Kiwi est conviée à un anniversaire. Tandis que la fête bat son plein, il se trame quelque chose… De drôles de squatteurs mettent la zizanie et une joyeuse pagaille finit par s’installer.


Quelle excellente idée de scénario ! Au commencement, l'histoire paraît ressembler à mille autres : une petite fille reçoit une invitation pour un anniversaire costumé. Gros plan sur l'écriture manuscrite ronde comme les perles d’un collier, signée de la main d'un petit Zach… Jusque-là, que du déjà vu. Il y a bien ce prénom de Kiwi, inhabituel pour une fillette, mais pas de quoi fouetter un chat. Quoique.

On aperçoit un matou dans l'image, caché derrière la carte d'invitation, presque craintif, pressentant quelque orage dans l'air. L'animal est connecté avec ses semblables, qui mijotent un drôle de plan, de l'autre côté du mur. Mais chut ! Kiwi ne se rend compte de rien, pas même de ce gant blanc qui rampe sur le parquet, prêt à lui chatouiller les doigts de pied.

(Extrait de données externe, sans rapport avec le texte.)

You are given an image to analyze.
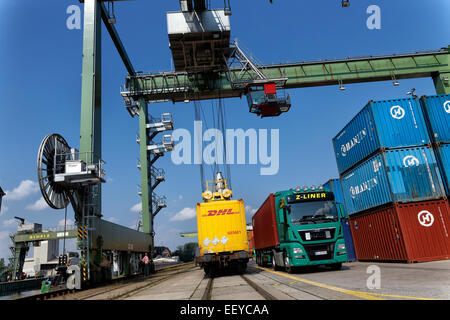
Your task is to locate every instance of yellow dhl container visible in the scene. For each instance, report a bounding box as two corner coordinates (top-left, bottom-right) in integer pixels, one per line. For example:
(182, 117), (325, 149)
(196, 199), (248, 257)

C'est toute la magie de cet album que d'instiller une étrangeté au fil des pages, comme une odeur légère, non identifiable, puis de plus en plus prononcée, un peu acide, un peu musquée, un peu boisée, un peu sucrée. Le secret se dévoile quand l'anniversaire bat son plein, et dégénère jusqu’au pipi par terre, comme au pied d’un arbre, et pour cause : des animaux impeccablement déguisés en enfants se sont glissés parmi les invités ! Des squatteurs des bois, qui ont glissé leurs sabots dans des chaussures, lissé leurs oreilles sous des coupes au carré, étreint leurs groins de masques de gamins…

 

Au lieu de montrer les dessous de la manigance bestiale, l'album se situe du côté des petits humains, et montre leur perception qui se trouble. A partir de quel moment remarque-t-on qu'il y a quelque chose qui cloche ? Ce livre se niche dans cet instant fugace et intense où la conscience se fait jour. Conscience que l'imprévu peut pimenter agréablement la vie, conscience que l'entre-soi gagne à être dynamité, conscience que le règne du vivant n'aura pas de fin.

 

Gageons que l'album restera souvent ouvert, dans les chambres d’enfants, sur une double page illustrant à merveille la richesse de la différence : enfants et animaux serpentent en farandole pour escalader un arbre avant la dégustation du gâteau.

« Ils s'amusent beaucoup. Ils se comprennent sans se parler. » Tout pareil pour le lecteur, vite intégré, vite absorbé, par cet univers sauvagement joyeux.